MBC. Dewan Kehormatan Penyelenggara Pemilu (DKPP) harus memecat tujuh Komisioner Komisi Pemilihan Umum (KPU) terkait pelanggaran etik yang dilakukan. Tuntutan itu akan disampaikan perwakilan Partai Pengusaha Pekerja Indonesia (PPPI) dan Partai Persatuan Rakyat Nasional (PPRN) pada sidang pelanggaran kode etik penyelenggara pemilu yang digelar DKPP, hari ini Kamis, (18/4/2013).
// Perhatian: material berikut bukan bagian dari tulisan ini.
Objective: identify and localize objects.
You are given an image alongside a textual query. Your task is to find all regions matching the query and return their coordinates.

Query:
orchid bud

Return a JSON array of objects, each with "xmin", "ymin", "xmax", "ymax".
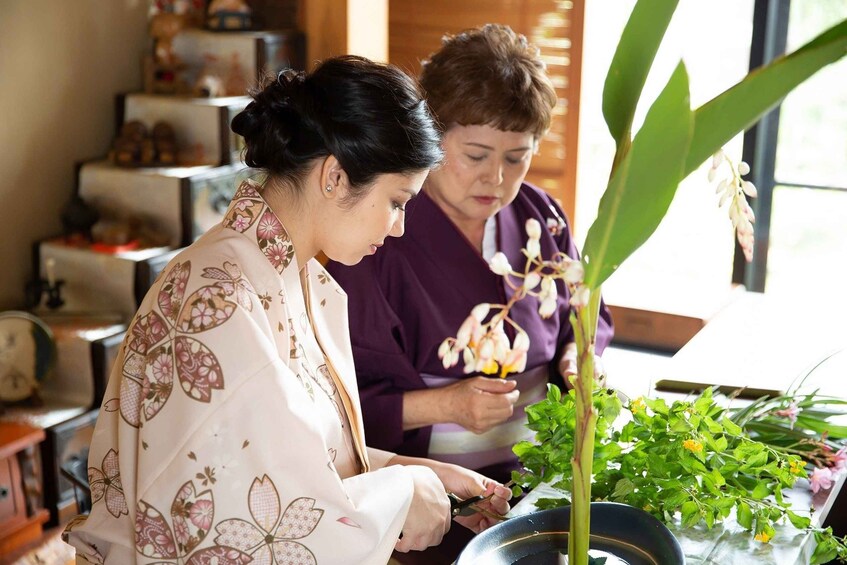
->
[
  {"xmin": 456, "ymin": 316, "xmax": 479, "ymax": 349},
  {"xmin": 570, "ymin": 285, "xmax": 591, "ymax": 308},
  {"xmin": 512, "ymin": 330, "xmax": 529, "ymax": 351},
  {"xmin": 438, "ymin": 339, "xmax": 450, "ymax": 359},
  {"xmin": 538, "ymin": 293, "xmax": 558, "ymax": 320},
  {"xmin": 741, "ymin": 180, "xmax": 758, "ymax": 198},
  {"xmin": 462, "ymin": 347, "xmax": 476, "ymax": 374},
  {"xmin": 479, "ymin": 339, "xmax": 494, "ymax": 361},
  {"xmin": 471, "ymin": 303, "xmax": 491, "ymax": 323},
  {"xmin": 488, "ymin": 251, "xmax": 512, "ymax": 276},
  {"xmin": 562, "ymin": 260, "xmax": 585, "ymax": 284},
  {"xmin": 712, "ymin": 149, "xmax": 724, "ymax": 169},
  {"xmin": 526, "ymin": 218, "xmax": 541, "ymax": 239},
  {"xmin": 526, "ymin": 239, "xmax": 541, "ymax": 259},
  {"xmin": 523, "ymin": 271, "xmax": 541, "ymax": 290}
]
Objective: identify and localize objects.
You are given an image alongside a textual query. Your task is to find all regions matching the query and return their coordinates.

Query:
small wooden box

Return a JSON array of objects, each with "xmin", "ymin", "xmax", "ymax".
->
[
  {"xmin": 36, "ymin": 238, "xmax": 178, "ymax": 322},
  {"xmin": 40, "ymin": 312, "xmax": 126, "ymax": 409},
  {"xmin": 174, "ymin": 29, "xmax": 306, "ymax": 82},
  {"xmin": 79, "ymin": 161, "xmax": 254, "ymax": 247},
  {"xmin": 115, "ymin": 92, "xmax": 250, "ymax": 166},
  {"xmin": 0, "ymin": 422, "xmax": 48, "ymax": 552},
  {"xmin": 41, "ymin": 410, "xmax": 99, "ymax": 526}
]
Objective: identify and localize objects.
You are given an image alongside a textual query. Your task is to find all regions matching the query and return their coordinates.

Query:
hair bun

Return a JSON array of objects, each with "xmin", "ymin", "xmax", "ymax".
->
[{"xmin": 231, "ymin": 69, "xmax": 312, "ymax": 169}]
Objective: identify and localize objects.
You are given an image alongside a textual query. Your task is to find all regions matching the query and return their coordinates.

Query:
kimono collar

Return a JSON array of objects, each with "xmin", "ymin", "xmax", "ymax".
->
[
  {"xmin": 400, "ymin": 188, "xmax": 526, "ymax": 303},
  {"xmin": 222, "ymin": 179, "xmax": 299, "ymax": 274}
]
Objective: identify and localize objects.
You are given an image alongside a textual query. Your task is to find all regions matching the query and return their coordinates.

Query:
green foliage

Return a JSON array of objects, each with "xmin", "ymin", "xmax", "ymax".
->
[
  {"xmin": 583, "ymin": 12, "xmax": 847, "ymax": 289},
  {"xmin": 583, "ymin": 63, "xmax": 694, "ymax": 289},
  {"xmin": 514, "ymin": 385, "xmax": 847, "ymax": 563},
  {"xmin": 603, "ymin": 0, "xmax": 679, "ymax": 146}
]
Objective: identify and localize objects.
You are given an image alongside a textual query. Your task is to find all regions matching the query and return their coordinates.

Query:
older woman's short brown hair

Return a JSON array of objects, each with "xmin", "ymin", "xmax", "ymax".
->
[{"xmin": 420, "ymin": 24, "xmax": 556, "ymax": 139}]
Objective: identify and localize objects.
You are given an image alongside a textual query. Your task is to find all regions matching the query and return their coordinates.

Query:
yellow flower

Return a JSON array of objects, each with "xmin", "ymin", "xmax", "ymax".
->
[
  {"xmin": 682, "ymin": 439, "xmax": 703, "ymax": 453},
  {"xmin": 480, "ymin": 359, "xmax": 499, "ymax": 375}
]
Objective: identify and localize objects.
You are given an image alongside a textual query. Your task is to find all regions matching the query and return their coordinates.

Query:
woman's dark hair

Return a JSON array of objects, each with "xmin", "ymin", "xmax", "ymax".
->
[
  {"xmin": 420, "ymin": 24, "xmax": 556, "ymax": 139},
  {"xmin": 232, "ymin": 55, "xmax": 442, "ymax": 199}
]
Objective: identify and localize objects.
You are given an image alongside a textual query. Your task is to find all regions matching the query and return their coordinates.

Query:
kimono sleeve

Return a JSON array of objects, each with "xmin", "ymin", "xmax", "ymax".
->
[
  {"xmin": 136, "ymin": 359, "xmax": 414, "ymax": 565},
  {"xmin": 326, "ymin": 258, "xmax": 431, "ymax": 457}
]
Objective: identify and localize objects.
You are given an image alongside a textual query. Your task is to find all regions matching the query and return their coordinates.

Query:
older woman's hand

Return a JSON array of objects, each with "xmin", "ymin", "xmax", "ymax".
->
[{"xmin": 439, "ymin": 377, "xmax": 520, "ymax": 434}]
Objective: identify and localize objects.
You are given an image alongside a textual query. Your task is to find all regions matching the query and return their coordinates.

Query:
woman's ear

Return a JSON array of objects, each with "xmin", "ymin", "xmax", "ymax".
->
[{"xmin": 321, "ymin": 155, "xmax": 350, "ymax": 199}]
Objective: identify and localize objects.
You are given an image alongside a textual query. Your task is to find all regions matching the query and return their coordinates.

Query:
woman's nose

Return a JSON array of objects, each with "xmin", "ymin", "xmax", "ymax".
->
[
  {"xmin": 485, "ymin": 161, "xmax": 503, "ymax": 186},
  {"xmin": 388, "ymin": 212, "xmax": 406, "ymax": 237}
]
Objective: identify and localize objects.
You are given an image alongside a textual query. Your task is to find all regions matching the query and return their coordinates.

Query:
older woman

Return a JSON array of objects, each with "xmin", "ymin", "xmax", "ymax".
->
[{"xmin": 329, "ymin": 25, "xmax": 612, "ymax": 494}]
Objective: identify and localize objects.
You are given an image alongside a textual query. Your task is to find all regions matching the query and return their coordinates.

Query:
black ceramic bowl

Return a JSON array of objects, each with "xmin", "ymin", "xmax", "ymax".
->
[{"xmin": 456, "ymin": 502, "xmax": 685, "ymax": 565}]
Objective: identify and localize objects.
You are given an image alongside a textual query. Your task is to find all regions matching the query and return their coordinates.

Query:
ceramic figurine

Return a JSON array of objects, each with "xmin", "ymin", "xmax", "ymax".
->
[{"xmin": 206, "ymin": 0, "xmax": 252, "ymax": 30}]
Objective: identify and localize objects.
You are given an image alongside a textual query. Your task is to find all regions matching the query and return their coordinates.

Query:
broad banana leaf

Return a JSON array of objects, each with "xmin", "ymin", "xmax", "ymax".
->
[
  {"xmin": 582, "ymin": 62, "xmax": 694, "ymax": 289},
  {"xmin": 603, "ymin": 0, "xmax": 679, "ymax": 151}
]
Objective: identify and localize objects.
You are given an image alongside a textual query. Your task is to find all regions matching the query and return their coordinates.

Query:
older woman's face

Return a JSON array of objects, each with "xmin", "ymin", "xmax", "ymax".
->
[{"xmin": 424, "ymin": 125, "xmax": 535, "ymax": 227}]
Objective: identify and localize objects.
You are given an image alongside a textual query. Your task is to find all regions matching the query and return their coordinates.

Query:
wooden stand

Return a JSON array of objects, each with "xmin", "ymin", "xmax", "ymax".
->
[{"xmin": 0, "ymin": 422, "xmax": 50, "ymax": 555}]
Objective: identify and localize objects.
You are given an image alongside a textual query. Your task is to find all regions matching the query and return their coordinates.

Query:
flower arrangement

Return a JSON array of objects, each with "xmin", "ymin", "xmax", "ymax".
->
[{"xmin": 439, "ymin": 0, "xmax": 847, "ymax": 565}]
Menurut Ketua umum DPP PPPI Daniel Hutapea, pihaknya akan membeberkan bukti forensik pelanggaran yang ada. PPPI juga menghadirkan saksi yang akan membongkar tindakan manipulasi yang dilakukan tujuh Komisioner KPU.
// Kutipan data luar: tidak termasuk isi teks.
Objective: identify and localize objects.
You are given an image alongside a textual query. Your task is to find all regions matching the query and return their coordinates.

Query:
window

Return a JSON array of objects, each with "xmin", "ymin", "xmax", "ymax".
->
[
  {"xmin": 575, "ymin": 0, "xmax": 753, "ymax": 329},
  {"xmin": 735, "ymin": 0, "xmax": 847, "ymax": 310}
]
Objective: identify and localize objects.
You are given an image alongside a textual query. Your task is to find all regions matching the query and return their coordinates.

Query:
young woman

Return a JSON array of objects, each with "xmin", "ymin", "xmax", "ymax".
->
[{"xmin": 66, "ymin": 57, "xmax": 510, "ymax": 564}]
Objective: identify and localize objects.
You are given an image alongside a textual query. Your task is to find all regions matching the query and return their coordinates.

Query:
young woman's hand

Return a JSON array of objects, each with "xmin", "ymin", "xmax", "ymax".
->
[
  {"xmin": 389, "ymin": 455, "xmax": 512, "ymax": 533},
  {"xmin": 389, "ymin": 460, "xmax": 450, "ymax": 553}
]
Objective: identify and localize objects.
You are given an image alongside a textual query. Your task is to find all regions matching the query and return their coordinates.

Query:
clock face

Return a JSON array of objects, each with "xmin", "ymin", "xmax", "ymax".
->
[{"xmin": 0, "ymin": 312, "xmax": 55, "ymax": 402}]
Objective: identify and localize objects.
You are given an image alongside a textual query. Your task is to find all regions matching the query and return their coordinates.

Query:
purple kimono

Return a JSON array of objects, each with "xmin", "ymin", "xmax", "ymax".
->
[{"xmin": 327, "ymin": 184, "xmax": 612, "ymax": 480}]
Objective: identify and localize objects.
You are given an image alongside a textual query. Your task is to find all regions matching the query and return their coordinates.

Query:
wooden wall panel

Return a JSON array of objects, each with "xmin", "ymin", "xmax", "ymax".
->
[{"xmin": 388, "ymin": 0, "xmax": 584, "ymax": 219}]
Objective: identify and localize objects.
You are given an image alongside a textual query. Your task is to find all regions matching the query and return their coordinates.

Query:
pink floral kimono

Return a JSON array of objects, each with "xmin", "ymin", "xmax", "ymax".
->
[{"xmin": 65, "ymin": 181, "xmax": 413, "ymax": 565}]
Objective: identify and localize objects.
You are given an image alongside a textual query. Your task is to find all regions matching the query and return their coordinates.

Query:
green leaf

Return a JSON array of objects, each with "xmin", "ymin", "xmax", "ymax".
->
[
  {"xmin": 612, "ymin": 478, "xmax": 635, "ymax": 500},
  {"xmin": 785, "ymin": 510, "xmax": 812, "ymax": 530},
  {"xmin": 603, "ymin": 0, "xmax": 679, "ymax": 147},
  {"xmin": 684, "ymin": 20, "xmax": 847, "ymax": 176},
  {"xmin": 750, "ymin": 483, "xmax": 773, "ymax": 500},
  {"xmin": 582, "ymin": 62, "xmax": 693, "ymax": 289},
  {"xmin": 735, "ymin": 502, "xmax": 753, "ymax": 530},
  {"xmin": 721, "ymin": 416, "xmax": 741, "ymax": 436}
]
"Besok (red, hari ini) semua saksi hadir. Data-data forensik ini akan dibuka secara transparan melalui layar di ruang sidang DKPP," kata Daniel saat dijumpai di kantornya, Jalan Imam Bonjol Jakarta Pusat, Rabu (17/4/2013).
Dia menjelaskan, melalui bukti forensik yang dibeberkan besok akan terlihat manipulasi yang dilakukan KPU terhadap empat parpol penguasa yang sebetulnya tidak lolos proses verifikasi administrasi yakni Partai Golkar, Partai Persatuan Pembangunan, Partai Hanura, dan Partai Keadilan Sejahtera.
Juga akan dibeberkan mengenai Peraturan KPU (PKPU) Nomor 14 dan Nomor 15 yang dijadikan dasar oleh KPU untuk meloloskan empat partai itu melalui keputusan tertanggal 28 Oktober 2012.
Pelanggaran lain dengan membohongi DKPP terkait adanya kesepakatan bersama (MoU) antara KPU dengan International Foundation For Electoral Systems (IFES).
"Ternyata MoU dengan IFES tersebut baru diajukan pada bulan Oktober 2012, tapi telah dilaporkan ke DKPP pada tanggal 13 Agustus 2012, dan sudah ditandatangani oleh ketua KPU Husni Kamil Manik. Jadi, ini langkah mundur, ini kebohongan oleh Komisioner KPU dalam cara melegalkan partai Senayan," jelasnya.
Sementara itu, Sekjen PPRN Joller Sitorus menambahkan agar Mahkamah Agung dapat mempertemukan pihaknya dengan KPU.
"Kami berharap Mahkamah Agung bisa mengikuti apa yang dilakukan DKPP. MA bisa memeriksa data langsung ke lapangan sebelum mereka memutuskan perkara ini," katanya.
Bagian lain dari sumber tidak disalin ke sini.